Wisconsin Boat Registration Fees
Boat registration fees are contingent on the boat type, length and place of purchase. Boaters are also required to pay a 5 percent sales tax when purchasing a water vessel. Wisconsin boat registration fees are used to keep the waterways safe and clean for all boaters. Registering a boat in WI also contributes to the education of knowledgeable boat operation in the state. The current schedule for motorized boats is as follows:
- Under 16 feet - $27 and $22 when renewing.
- 16 feet to 26 feet - $37 and $32 when renewing.
- 26 feet to 40 feet - $65 and $60 when renewing.
- Any boat over 40 feet - $105 and $100 when renewing.

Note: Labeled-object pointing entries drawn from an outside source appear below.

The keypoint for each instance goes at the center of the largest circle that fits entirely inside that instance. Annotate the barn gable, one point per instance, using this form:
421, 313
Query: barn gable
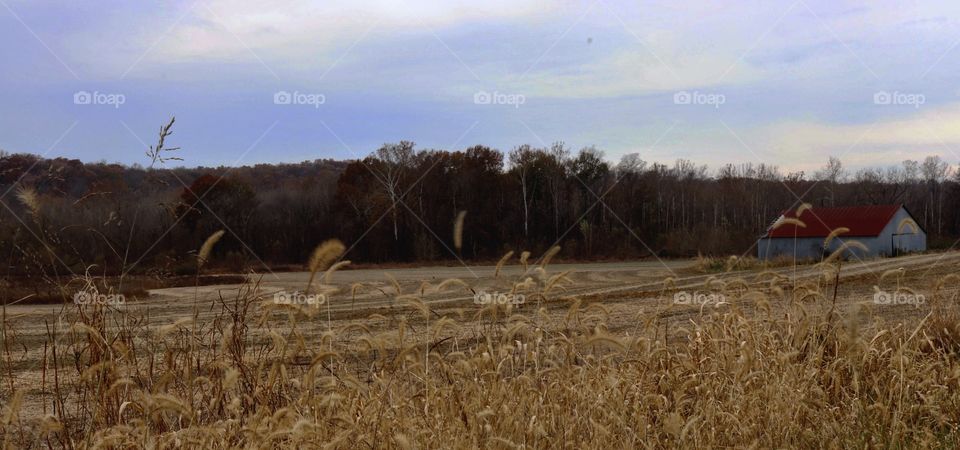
882, 229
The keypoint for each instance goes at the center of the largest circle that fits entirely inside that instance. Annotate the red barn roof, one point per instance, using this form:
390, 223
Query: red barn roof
861, 220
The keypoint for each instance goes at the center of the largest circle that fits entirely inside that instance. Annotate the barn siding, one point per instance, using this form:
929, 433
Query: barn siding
879, 246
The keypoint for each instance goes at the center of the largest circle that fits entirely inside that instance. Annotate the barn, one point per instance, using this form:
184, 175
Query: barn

Renewing your Wisconsin Boat Registration
A Wisconsin boat registration renewal will need to be completed every three years. Vessel registration renewal can be completed in person at a DNR office, online or by mail. Registering a boat online during the renewal period requires a DNR customer number, mailing address, boat registration number and payment via credit card. Renewing a boat registration through mail means payment and the renewal notice will need to be sent to the specified DNR office. If there is no notice, boaters will need to complete a Boat Registration and Titling Application form. In person vessel registration renewal requires the renewal notice and payment to be presented at a Department of Natural Resource office.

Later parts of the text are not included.